Update as of 5 July: We're currently way full up on players.


----------



## Mark Chance (Jun 23, 2004)

Things go *bump!* in the night.


----------



## Pyske (Jun 28, 2004)

Responded by e-mail.


----------



## Mark Chance (Jul 9, 2004)

"Watch your head, Skipper!"

*bump!*

"Thanks, Gilligan!"


----------



## Rab-Ka-La (Jul 10, 2004)

Have you tried the Greater Houston Gamer Locus? I think its at www.owlcon.com/gamerlocus . Also try gamer databases like www.accessdenied.net , www.rpgregisrtry.com , or the new ones like www.thegamerconnection.com and www.xsorbit2.com/users/rpggroupfinder .  There are also some groups on Yahoo to check out when looking for players.


----------



## Mark Chance (Jul 10, 2004)

Rab-Ka-La said:
			
		

> Have you tried the Greater Houston Gamer Locus? I think its at www.owlcon.com/gamerlocus . Also try gamer databases like www.accessdenied.net , www.rpgregisrtry.com , or the new ones like www.thegamerconnection.com and www.xsorbit2.com/users/rpggroupfinder .  There are also some groups on Yahoo to check out when looking for players.
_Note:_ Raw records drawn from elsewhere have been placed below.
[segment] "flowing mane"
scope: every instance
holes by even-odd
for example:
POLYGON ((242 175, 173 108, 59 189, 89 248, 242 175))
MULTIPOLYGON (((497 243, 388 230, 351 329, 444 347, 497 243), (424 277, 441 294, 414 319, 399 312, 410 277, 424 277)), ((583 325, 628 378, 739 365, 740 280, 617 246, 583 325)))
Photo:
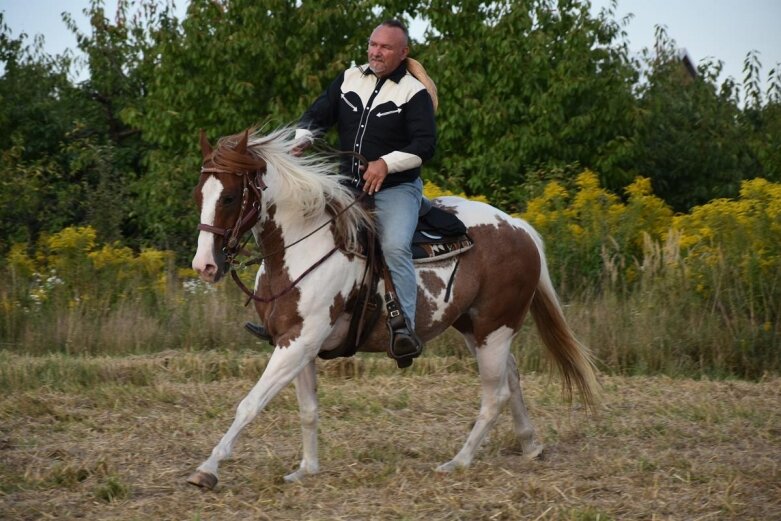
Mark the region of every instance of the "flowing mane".
POLYGON ((263 135, 257 128, 249 131, 247 154, 233 150, 243 133, 219 140, 212 160, 220 168, 239 174, 262 169, 270 203, 296 208, 305 221, 317 221, 324 213, 338 216, 334 230, 347 250, 355 250, 362 228, 373 228, 374 220, 362 204, 353 204, 354 193, 345 186, 347 176, 339 174, 339 162, 333 155, 312 153, 294 156, 298 144, 295 128, 282 127, 263 135))

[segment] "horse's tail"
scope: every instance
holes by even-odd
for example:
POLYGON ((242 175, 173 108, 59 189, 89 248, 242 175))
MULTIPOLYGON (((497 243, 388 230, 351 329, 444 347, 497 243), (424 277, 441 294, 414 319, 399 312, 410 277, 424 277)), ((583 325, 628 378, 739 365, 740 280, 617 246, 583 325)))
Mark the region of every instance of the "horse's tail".
POLYGON ((540 252, 540 280, 531 303, 534 323, 561 372, 565 396, 572 398, 574 384, 586 406, 593 410, 599 398, 594 359, 589 349, 575 338, 567 324, 550 279, 542 240, 536 232, 532 233, 532 237, 540 252))

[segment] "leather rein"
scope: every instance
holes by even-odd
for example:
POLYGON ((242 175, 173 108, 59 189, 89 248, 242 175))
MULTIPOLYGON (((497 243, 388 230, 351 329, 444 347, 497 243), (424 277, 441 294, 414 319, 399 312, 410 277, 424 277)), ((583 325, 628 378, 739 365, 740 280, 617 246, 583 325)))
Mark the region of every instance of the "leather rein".
MULTIPOLYGON (((363 158, 361 158, 363 159, 363 158)), ((363 161, 366 161, 363 159, 363 161)), ((241 253, 243 250, 242 246, 239 245, 239 241, 244 236, 247 231, 249 231, 260 218, 260 199, 261 199, 261 192, 267 188, 266 184, 263 182, 263 174, 265 171, 255 170, 254 172, 233 172, 230 170, 225 170, 222 168, 217 167, 202 167, 201 173, 203 174, 234 174, 234 175, 240 175, 242 177, 242 181, 244 184, 244 187, 242 189, 242 195, 241 195, 241 207, 239 209, 239 216, 236 219, 236 224, 232 228, 219 228, 217 226, 212 226, 211 224, 205 224, 205 223, 199 223, 198 224, 198 230, 199 231, 205 231, 213 233, 214 235, 220 236, 223 238, 225 246, 222 248, 222 253, 225 254, 225 264, 229 266, 231 278, 236 283, 236 285, 243 291, 249 299, 247 300, 247 304, 250 303, 251 300, 254 300, 255 302, 263 302, 263 303, 269 303, 273 302, 276 299, 282 297, 283 295, 286 295, 290 291, 292 291, 301 280, 303 280, 304 277, 309 275, 312 271, 314 271, 318 266, 320 266, 322 263, 324 263, 331 255, 333 255, 338 249, 338 246, 334 246, 333 249, 331 249, 328 253, 326 253, 323 257, 321 257, 317 262, 312 264, 309 268, 304 271, 296 280, 294 280, 290 285, 288 285, 285 289, 277 293, 276 295, 271 295, 270 297, 260 297, 258 296, 254 291, 250 290, 246 284, 244 284, 238 275, 238 268, 244 268, 246 266, 250 266, 252 264, 260 264, 263 262, 264 259, 268 259, 270 257, 273 257, 275 255, 279 255, 281 253, 284 253, 285 250, 290 248, 291 246, 295 246, 296 244, 304 241, 305 239, 308 239, 318 231, 322 230, 326 226, 333 223, 337 218, 339 218, 343 213, 345 213, 347 210, 349 210, 354 204, 356 204, 359 200, 361 200, 364 197, 364 193, 361 192, 361 194, 356 197, 353 202, 351 202, 349 205, 342 208, 339 212, 337 212, 333 217, 331 217, 328 221, 321 224, 308 234, 304 235, 300 239, 297 239, 290 244, 278 249, 277 251, 274 251, 272 253, 261 255, 259 257, 254 257, 250 260, 244 261, 244 262, 236 262, 236 257, 241 253), (252 177, 252 179, 250 179, 252 177), (249 202, 249 195, 250 193, 253 193, 255 195, 255 202, 252 203, 252 205, 249 207, 249 211, 247 211, 247 204, 249 202), (246 215, 245 215, 246 212, 246 215)), ((245 241, 246 244, 246 241, 245 241)))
I'm on one Yahoo group. I didn't know about the GHGL. Thanks. I've tried the two olders ones you mentioned before. Never amounted to much. I will give GHGL a try.

Thanks!


----------



## The Halfling (Jul 13, 2004)

Mark Chance said:
			
		

> I'm on one Yahoo group. I didn't know about the GHGL. Thanks. I've tried the two olders ones you mentioned before. Never amounted to much. I will give GHGL a try.
> 
> Thanks!




Placed a reply on the GHGL...

Brian-


----------



## Mark Chance (May 7, 2005)

Do the...

*bump!*


----------